Harmonisierung von CIC und CCEO

Rote Pinnwandnadel in Korkwand

Am 31. Mai 2016 hat Papst Franziskus ein Apostolisches Schreiben motu proprio erlassen, das mit den Worten „De concordia inter Codices“ überschrieben ist. Das Schreiben wurde am 15. September 2016 über den vatikanischen Pressesaal verbreitet.

Mit dem vorliegenden Motu proprio werden einige Canones des Codex Iuris Canonici, des Gesetzbuches der lateinischen Kirche, geändert. Hintergrund ist die Harmonisierung der Rechtsnormen für die lateinische Kirche und für die orientalischen Kirchen.

Formalia

Das Schreiben ist in eine Einleitung, elf Artikel und eine Schlussbestimmung gegliedert.

Es ist auf den 31. Mai 2016 datiert.

Wie beim Apostolischen Schreiben „Come una madre amorevole“ hat Papst Franziskus auch für das neue Motu proprio – abweichend von der in can. 8 § 1 CIC als primäre Promulgationsweise vorgesehenen Promulgation in den Acta Apostolicae Sedis – bestimmt, dass dieses in der vatikanischen Tageszeitung L’Osservatore Romano promulgiert wird. Zusätzlich soll das Motu proprio in den Acta Apostolicae Sedis publiziert werden.

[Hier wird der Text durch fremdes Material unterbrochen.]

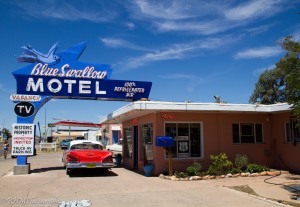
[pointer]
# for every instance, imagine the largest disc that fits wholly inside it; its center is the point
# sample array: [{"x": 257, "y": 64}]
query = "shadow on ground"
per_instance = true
[
  {"x": 91, "y": 173},
  {"x": 46, "y": 169}
]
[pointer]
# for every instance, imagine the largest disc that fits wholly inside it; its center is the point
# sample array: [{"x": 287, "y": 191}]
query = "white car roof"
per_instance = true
[{"x": 84, "y": 141}]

Die Promulgation ist am 16.09.2016 erfolgt.

Inhalt

Einleitung

Papst Franziskus betont in der Einleitung zu seinem neuen Motu proprio die Absicht, die Rechtsbestimmungen der beiden Codices, des Codex Iuris Canonici und des Codex Canonum Ecclesiarum Orientalium, besser aufeinander abzustimmen und damit in wichtigen pastoralen Handlungsfeldern wie der Taufe und der Ehe Rechtssicherheit zu schaffen. Die bisher divergierenden Normen zwischen beiden Codices hätten nämlich negative Auswirkungen in der Pastoral, insbesondere wenn es darum geht, das Verhältnis zwischen Angehörigen der lateinischen Kirche und den Angehörigen einer orientalischen Kirche zu regeln.

Gerade in unseren Tagen gebe es verstärkt Gläubige, die einer orientalischen Kirche angehören, auch in Gebieten, die zur lateinischen Kirche gehören. Da die Gläubigen, die zu einer orientalischen Kirche gehören, verpflichtet sind, ihren eigenen Ritus zu pflegen, müssen von Seiten der kirchlichen Autorität die erforderlichen Rahmenbedingungen geschaffen werden, unter denen eine solche Beachtung des eigenen Ritus möglich ist. Dabei soll aber auch der historischen Tradition der „lateinischen Gebiete“ Rechnung getragen werden.

Auch vor dem Hintergrund, dass heute in stärkerem Maß als früher Gläubige, die zu einer nichtkatholischen orientalischen Kirche angehören, in Gebieten leben, die traditionell zur lateinischen Kirche gehören, sollen durch die Bestimmungen des Motu proprio Regelungen getroffen werden, welche die Beziehungen zwischen Katholiken und Angehörigen von nichtkatholischen orientalischen Kirchen besser regeln.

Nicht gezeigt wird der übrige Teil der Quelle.